Mechanistic insights on important biomolecules derived using simple dynamics models from extending the reach of elastic network modeling
The dynamics of biomolecules are important for carrying out their biologic functions, but these remain difficult to probe in detail experimentally, so that their accurate computational evaluation is an important field of ongoing study. Critical questions remain open such as what are the importance of individual interactions within a structure, the composition of denatured states and equilibrium native ensembles, as well as the role and conservation of flexibility in functional dynamics. The tools of Molecular Dynamics, Monte Carlo simulation, and Normal Mode Analysis coupled with knowledge-based approaches represent the mainstay of computational approaches used in this field.

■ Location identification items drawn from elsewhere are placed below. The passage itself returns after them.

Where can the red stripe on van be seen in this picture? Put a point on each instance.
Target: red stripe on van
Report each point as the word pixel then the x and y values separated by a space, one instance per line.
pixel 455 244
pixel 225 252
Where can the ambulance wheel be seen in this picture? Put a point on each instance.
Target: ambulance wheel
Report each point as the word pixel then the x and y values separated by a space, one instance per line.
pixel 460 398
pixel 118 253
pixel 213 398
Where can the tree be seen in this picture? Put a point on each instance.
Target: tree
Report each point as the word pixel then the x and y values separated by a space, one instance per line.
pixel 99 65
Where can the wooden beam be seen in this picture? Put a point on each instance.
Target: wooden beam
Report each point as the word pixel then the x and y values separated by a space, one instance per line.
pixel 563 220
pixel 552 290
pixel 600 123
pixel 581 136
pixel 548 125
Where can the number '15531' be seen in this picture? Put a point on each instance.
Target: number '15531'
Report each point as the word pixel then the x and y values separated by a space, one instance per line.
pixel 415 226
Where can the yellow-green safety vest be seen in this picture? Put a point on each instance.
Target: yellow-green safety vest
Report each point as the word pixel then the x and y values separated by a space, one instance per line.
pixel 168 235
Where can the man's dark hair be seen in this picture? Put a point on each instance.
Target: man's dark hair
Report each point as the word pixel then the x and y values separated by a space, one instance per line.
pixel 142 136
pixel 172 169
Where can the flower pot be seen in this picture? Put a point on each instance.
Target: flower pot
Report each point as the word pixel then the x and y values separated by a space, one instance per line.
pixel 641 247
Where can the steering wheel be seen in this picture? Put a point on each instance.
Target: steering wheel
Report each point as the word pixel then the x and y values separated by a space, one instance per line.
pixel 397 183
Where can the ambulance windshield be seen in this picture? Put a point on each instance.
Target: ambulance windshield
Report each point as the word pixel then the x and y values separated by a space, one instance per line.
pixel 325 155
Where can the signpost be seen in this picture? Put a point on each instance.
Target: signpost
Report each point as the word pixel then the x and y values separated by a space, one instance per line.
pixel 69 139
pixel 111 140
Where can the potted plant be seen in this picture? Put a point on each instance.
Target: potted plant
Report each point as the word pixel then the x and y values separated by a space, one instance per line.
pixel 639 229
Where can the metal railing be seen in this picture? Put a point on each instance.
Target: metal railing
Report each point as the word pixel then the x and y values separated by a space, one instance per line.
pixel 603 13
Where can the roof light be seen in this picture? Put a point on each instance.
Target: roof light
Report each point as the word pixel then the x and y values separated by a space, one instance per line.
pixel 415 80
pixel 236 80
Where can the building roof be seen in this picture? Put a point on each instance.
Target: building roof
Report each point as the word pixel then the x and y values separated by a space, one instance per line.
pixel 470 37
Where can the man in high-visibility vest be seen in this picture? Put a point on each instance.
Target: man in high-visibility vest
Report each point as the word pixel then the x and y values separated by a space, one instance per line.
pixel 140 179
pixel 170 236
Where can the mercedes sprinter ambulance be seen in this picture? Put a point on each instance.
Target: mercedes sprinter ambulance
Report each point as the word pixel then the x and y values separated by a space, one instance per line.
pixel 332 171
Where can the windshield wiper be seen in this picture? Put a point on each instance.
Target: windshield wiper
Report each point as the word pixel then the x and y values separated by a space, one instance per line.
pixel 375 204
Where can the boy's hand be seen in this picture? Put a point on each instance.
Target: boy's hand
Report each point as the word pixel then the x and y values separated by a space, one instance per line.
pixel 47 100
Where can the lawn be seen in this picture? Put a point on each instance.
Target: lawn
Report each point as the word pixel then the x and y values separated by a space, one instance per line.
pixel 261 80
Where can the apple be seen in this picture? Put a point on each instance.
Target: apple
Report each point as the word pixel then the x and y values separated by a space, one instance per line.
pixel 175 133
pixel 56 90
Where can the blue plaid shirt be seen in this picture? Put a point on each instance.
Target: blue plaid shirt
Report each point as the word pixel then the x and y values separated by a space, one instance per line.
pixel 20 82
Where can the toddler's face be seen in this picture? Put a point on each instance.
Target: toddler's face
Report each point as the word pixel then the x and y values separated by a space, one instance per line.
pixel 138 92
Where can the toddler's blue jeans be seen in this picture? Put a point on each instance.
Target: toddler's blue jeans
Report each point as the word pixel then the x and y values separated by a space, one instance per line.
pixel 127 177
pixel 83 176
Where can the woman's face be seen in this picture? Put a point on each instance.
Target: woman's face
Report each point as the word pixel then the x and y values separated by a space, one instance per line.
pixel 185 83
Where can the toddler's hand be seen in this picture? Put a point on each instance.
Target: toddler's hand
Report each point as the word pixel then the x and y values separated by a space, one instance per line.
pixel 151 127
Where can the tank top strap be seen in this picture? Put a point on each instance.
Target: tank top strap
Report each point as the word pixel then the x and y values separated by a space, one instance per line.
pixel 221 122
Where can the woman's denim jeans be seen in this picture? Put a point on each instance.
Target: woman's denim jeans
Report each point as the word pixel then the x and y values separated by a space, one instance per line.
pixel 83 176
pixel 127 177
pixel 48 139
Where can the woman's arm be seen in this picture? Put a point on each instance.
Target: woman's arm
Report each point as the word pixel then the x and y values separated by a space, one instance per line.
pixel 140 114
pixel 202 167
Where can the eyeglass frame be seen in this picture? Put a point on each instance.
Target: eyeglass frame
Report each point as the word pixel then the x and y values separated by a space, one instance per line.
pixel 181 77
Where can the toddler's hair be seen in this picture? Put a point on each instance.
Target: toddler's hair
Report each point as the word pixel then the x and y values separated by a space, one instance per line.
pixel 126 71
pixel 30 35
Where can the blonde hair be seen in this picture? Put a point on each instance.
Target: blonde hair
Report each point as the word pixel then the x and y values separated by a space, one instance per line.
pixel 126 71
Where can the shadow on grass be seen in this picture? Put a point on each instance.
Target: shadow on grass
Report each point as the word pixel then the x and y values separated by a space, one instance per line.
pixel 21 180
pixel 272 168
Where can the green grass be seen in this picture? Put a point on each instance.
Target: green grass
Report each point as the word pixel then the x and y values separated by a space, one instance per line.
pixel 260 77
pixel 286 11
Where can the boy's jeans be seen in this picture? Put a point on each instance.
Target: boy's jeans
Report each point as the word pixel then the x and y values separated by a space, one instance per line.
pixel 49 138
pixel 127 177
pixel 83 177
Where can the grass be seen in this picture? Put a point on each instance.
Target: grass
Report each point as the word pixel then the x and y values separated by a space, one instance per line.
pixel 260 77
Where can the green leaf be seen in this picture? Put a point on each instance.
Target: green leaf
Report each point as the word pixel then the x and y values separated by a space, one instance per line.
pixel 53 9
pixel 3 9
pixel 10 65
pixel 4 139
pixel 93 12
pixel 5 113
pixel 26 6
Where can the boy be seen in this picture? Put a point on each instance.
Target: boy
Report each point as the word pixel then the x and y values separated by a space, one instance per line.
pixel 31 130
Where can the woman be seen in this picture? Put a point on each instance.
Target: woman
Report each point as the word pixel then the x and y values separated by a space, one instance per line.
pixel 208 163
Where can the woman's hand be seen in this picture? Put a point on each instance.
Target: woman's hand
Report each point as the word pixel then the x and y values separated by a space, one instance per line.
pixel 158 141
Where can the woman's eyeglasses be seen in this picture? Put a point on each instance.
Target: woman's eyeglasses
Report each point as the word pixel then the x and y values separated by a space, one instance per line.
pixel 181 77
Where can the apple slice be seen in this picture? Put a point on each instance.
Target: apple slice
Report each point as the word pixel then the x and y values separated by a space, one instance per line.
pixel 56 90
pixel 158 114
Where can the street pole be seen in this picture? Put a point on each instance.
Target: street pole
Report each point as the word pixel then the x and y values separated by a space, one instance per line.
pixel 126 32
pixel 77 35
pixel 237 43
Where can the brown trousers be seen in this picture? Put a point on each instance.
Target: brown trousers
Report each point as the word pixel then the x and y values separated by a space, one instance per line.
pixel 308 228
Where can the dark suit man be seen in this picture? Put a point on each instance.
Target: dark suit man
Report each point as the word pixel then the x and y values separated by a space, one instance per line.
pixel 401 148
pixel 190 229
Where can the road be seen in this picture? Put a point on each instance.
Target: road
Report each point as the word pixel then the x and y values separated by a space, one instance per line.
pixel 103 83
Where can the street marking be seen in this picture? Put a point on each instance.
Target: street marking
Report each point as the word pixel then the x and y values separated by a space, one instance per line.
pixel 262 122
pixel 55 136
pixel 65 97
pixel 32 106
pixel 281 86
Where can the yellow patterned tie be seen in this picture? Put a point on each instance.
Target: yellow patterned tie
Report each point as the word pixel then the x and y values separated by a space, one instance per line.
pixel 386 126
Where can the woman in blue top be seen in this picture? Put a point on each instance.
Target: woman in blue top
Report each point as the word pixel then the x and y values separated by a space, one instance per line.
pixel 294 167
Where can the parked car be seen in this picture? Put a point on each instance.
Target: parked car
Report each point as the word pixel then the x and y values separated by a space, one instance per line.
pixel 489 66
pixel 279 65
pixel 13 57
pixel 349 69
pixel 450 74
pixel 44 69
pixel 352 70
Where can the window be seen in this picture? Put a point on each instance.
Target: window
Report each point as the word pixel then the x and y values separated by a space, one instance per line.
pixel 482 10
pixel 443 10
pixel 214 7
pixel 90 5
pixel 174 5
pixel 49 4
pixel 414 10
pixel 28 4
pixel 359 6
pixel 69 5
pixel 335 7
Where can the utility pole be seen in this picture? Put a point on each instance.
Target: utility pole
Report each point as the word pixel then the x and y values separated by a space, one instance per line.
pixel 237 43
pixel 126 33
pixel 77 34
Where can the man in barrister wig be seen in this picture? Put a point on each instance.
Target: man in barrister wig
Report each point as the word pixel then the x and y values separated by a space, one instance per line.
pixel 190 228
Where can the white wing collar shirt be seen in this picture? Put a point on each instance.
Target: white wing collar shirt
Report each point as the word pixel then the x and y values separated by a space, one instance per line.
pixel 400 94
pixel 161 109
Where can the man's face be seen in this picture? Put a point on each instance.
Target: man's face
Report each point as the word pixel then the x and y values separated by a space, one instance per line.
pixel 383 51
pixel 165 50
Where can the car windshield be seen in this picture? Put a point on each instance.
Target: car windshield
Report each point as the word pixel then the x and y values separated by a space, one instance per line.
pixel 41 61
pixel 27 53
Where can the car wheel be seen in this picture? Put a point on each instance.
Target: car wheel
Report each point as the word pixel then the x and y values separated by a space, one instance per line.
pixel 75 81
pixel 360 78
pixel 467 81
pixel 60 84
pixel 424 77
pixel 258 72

The primary focus of this dissertation is to explore the functional dynamics of important biomolecules while extending the utility of Normal Mode Analysis using Elastic Network Models through the application of novel analysis methods. Many of these techniques have been made available to the scientific community through the software tool MAVEN which integrates and automates many of the steps in model building and analysis. By utilizing these tools, we have discerned structural dynamics characteristics and mechanistic behaviors of antibodies, ribosomes, telomerase, and efflux systems. Modes from multiple Anisotropic Network Models capture collective as well as local motions which accurately describe a large set of experimental tRNA structures. Mechanistic understanding of biomolecular motion can aid in the understanding of physiology, disease states, and our ability to engineer new structures with novel functions.
The ability to distinguish native-like structures from a set of computational predictions is important not only in structure prediction, but also in molecular docking and for predicting conformational changes. We propose a new algorithm for evaluating the entropy of motion of biomolecules, showing that it leads to enhanced discrimination between native-like and non-native-like models in both structure predictions and protein-protein docking. Our findings indicate that the shape of a protein or complex contains sufficient information to distinguish it from poorer quality predictions. Graph theoretical approaches have also been employed to investigate the connectedness of the protein structure universe, showing that the modularity of protein domain architecture is of fundamental importance for future improvements in structure matching. All of the studies herein impact our understanding of protein domain evolution and modification.